Open robot manufacturers & law: immunity recommended

"But open robots also present the potential for inestimable legal liability, which may lead entrepreneurs and investors to abandon open robots in favor of products with more limited functionality . . . therefore recommends a selective immunity for manufacturers of open robotic platforms for what end users do with these platforms, akin to the immunity enjoyed under federal law by firearms manufacturers."

Source: Open Robotics by Ryan Calo, a senior research fellow at Stanford Law School and expert in robots and the law. Also see, “When Good Robots Do Bad Things: Responsibility and Liability in an Era of Personal and Service Robotics”

Views: 225


Admin
Comment by Thomas J Coyle III on January 23, 2011 at 7:55pm

@Mike,

An interesting concept. I suspect that amature UAVs will eventually become weapons of choice for home grown terrorists.

Regards,

TCIII

Comment by Jeff on January 23, 2011 at 8:50pm

Who says someone couldn't make an amateur UAV as a weapon as it is now?  I do see your point though and do sorta agree if they were accessible as RTF UAV's there could be problems.

- Jeff


3D Robotics
Comment by Chris Anderson on January 23, 2011 at 9:30pm
There was a good Robots Podcast with him on this last year. It's here. All very theoretical, as you might expect from a law professor, but the distinction between general purpose and special purpose robotics is useful.
Comment by Duane Brocious on January 23, 2011 at 9:44pm

Manufacturers ar generaly imune from the inappropriate "use" of their products, otherwise every auto company in the world would do nothing but pay lawsuits. Defects and negligence are still their responsibility. This recommended legal status backfired in the case of firearms as it is difficult to go ater fiearms mfgs for defects and negligence (RE: Remington 700).

 

The Japanese used balloon bombs which caused the only casualties of WWI in the continental US during WWII. Why didn't their families and the US Govt sue the Montgolfier family? Because they couldn't. The inventor is not responsible for the end user.
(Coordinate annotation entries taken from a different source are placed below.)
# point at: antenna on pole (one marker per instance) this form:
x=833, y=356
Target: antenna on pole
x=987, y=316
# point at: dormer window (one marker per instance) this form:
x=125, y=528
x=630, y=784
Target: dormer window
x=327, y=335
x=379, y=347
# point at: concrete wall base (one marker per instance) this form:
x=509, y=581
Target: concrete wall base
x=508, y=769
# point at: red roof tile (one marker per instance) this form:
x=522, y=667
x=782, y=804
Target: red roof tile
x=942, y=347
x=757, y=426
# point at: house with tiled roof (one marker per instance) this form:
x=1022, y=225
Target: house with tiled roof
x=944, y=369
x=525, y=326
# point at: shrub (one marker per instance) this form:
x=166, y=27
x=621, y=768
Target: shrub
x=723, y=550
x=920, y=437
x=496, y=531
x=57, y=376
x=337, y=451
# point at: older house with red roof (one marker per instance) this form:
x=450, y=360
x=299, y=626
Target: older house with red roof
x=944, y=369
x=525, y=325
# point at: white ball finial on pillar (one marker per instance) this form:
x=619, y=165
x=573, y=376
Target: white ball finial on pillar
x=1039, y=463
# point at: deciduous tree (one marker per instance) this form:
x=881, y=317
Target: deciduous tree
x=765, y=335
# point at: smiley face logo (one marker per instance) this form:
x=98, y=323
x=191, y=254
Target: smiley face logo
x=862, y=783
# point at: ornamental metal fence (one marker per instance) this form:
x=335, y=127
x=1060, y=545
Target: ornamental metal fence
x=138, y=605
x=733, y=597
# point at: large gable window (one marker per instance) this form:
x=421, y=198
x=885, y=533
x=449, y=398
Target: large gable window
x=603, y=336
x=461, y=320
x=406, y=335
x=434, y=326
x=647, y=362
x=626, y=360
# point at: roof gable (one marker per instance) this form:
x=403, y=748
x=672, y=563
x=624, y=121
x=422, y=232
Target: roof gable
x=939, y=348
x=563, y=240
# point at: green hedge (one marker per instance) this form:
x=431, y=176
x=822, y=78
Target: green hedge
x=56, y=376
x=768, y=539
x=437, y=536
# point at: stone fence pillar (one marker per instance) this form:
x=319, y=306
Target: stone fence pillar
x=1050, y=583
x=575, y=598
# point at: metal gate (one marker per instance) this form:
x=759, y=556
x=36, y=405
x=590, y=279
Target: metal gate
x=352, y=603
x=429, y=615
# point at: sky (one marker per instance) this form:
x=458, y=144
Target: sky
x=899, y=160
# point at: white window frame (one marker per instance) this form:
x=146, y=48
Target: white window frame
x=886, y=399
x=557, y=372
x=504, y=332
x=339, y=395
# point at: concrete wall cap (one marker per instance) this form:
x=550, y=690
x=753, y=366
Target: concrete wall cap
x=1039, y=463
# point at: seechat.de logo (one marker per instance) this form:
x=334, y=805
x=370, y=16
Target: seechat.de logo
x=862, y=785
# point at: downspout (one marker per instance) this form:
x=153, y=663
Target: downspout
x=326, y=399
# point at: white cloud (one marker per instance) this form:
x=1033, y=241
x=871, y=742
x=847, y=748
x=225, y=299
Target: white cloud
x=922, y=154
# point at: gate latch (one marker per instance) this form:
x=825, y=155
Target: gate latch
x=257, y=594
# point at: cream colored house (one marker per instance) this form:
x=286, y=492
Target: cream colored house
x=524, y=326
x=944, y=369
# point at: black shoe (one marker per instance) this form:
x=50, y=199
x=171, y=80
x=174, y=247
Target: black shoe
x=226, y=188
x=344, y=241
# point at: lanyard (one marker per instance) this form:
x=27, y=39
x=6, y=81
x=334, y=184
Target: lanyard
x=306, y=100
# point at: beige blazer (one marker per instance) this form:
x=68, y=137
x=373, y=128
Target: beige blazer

Comment by bGatti on January 23, 2011 at 10:46pm
In a country that arrests people for videotaping their own arrest, good luck predicting who the Police will arrest next.

Developer
Comment by John Arne Birkeland on January 24, 2011 at 2:12am
Thomas: I have to disagree with your statement about weapons of choice. If I try to think as an terrorist, I would look for an easy solution with little chance of failure and maximum damage potential. Exactly what UAV is not. You would be hard pressed to find a more failure prone, low yield solution with high technical requirements.
Comment by Gerry Lichter on January 24, 2011 at 2:57am

John Arne Birkeland, you make a good point.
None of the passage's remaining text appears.